ELISABETH SCHARANG
Science Arena
These trifft auf Erfahrung
Wie lässt sich ein kollektives Trauma bewältigen?
11. November 2024, 16:05
Elisabeth Scharang im Gespräch mit Brigitte Lueger-Schuster, Professorin für Psychotraumatologie an der Universität Wien, und Medina Rekic, Musikerin und Überlebende des Terroranschlags am 13.November 2015 in Paris.

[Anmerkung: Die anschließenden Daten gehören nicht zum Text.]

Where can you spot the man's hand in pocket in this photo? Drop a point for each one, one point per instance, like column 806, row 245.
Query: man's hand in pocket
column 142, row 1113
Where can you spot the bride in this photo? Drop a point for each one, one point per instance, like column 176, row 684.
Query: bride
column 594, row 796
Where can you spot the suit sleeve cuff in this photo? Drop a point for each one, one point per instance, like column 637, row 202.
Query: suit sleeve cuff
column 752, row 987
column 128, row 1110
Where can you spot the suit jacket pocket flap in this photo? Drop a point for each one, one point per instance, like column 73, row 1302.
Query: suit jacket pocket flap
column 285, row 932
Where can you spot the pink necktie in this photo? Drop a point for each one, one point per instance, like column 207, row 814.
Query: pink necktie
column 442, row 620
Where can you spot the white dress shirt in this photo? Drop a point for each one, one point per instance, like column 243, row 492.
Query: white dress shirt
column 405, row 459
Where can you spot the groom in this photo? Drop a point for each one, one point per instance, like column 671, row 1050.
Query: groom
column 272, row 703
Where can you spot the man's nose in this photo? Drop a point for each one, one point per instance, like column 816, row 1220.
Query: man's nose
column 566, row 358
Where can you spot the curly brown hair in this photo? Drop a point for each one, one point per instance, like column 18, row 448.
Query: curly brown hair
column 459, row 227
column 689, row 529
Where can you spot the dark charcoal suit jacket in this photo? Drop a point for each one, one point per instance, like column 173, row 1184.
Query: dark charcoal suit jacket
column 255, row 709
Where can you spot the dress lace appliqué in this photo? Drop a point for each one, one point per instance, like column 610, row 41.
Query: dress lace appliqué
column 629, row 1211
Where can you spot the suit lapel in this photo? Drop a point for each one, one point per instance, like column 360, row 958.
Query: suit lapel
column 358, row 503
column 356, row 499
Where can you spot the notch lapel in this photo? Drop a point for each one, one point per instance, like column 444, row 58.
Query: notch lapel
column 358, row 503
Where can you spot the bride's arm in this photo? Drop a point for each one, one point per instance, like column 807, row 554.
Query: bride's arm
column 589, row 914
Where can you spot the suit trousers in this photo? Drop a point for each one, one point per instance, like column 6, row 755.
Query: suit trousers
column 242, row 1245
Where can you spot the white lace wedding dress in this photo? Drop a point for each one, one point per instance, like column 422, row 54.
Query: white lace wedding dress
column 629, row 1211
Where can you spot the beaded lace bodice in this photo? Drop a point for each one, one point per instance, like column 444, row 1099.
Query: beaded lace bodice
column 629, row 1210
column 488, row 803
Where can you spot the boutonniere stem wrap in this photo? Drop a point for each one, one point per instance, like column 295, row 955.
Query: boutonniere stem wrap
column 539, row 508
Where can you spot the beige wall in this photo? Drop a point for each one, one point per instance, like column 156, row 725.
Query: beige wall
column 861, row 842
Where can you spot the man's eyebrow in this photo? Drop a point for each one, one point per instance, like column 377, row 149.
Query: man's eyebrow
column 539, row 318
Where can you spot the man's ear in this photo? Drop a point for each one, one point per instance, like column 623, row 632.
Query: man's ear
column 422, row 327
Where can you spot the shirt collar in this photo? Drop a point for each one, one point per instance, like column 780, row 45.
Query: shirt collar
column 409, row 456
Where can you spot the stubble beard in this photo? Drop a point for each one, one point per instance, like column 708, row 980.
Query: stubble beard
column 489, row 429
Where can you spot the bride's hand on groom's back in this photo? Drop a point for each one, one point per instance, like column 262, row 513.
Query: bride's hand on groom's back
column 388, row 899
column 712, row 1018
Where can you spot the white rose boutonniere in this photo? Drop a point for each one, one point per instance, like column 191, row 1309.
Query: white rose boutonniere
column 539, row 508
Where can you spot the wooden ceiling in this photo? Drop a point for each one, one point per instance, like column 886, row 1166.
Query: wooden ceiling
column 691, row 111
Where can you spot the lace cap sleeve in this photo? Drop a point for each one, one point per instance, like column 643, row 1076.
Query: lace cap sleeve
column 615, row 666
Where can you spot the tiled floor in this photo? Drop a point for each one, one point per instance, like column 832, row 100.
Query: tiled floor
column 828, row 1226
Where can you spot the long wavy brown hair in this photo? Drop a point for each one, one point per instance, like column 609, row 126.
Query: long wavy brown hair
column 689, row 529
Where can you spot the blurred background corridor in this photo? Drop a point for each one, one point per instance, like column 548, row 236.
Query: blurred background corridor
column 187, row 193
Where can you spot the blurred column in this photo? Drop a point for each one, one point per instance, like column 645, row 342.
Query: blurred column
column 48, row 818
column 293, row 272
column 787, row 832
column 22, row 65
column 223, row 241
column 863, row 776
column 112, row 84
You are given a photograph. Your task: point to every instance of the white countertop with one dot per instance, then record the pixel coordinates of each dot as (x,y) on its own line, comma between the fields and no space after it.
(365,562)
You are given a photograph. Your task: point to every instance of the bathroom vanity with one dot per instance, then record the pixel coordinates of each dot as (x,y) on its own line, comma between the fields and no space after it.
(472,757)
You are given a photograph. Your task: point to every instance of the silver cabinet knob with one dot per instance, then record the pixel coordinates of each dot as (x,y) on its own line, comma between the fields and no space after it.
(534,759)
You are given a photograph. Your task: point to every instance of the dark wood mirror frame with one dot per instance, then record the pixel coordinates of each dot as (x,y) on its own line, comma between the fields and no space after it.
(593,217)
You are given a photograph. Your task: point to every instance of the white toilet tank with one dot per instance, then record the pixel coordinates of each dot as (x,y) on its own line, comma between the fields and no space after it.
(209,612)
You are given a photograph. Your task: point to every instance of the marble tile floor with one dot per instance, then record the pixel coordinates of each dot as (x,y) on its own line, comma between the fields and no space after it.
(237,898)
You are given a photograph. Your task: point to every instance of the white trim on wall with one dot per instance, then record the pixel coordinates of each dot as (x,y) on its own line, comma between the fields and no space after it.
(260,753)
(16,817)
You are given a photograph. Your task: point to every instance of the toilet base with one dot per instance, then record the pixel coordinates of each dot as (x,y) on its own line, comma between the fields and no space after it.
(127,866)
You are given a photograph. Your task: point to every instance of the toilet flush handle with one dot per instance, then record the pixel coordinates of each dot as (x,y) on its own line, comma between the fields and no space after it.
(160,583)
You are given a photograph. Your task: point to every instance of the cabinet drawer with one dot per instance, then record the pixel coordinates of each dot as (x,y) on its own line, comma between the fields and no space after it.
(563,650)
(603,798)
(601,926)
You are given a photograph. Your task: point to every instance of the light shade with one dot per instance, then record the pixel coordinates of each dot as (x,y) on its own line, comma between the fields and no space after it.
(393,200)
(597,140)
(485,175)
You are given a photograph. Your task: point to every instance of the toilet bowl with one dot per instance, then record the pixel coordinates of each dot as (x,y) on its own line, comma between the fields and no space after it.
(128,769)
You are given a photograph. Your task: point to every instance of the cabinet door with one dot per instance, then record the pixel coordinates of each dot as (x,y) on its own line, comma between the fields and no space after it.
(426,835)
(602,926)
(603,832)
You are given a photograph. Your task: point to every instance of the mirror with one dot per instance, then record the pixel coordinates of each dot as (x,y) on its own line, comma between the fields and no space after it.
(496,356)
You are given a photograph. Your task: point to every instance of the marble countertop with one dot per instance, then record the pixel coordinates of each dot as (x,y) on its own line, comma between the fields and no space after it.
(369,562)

Das Leben nach dem Überleben
Am 2. November jährte sich der Terroranschlag in der Wiener Innenstadt zum vierten Mal. Die Journalistin und Filmemacherin Elisabeth Scharang war an diesem Abend, wie viele andere Menschen in der Nähe des Schwedenplatzes unterwegs, wo ein Attentäter vier Menschen ermordete und 23 teils schwer verletzte. Elisabeth Scharang hat diese Erfahrungen in ihrem Kinospielfilm "Wald" verarbeite. Darin kommt auch ein Song der Musikerin Medina Rekic vor. Rekic ist Überlebende des Terroranschlags in der Konzerthalle Bataclon in Paris 2015. Seit dieser Nacht reist sie jedes Jahr am 13. November nach Paris, um in einem gemeinsamen Ritual mit rund 300 Hinterbliebenen und Überlebenden der damals 130 ermordeten Menschen zu gedenken, aber auch das eigene Überleben zu feiern.
"Ich feiere das Leben mit denen, die das Gleiche erlebt haben wie ich" erzählt Medina Rekic. "Es ist unglaublich wertvoll, den Ort des Schreckens mit einem schönen Gefühl verlassen zu dürfen." Die Stadt Paris und der Umgang der dort verantwortlichen Politiker*innen tragen viel dazu bei, dass die Aufarbeitung und der Heilungsprozess dieses traumatischen Ereignisses möglich war und ist.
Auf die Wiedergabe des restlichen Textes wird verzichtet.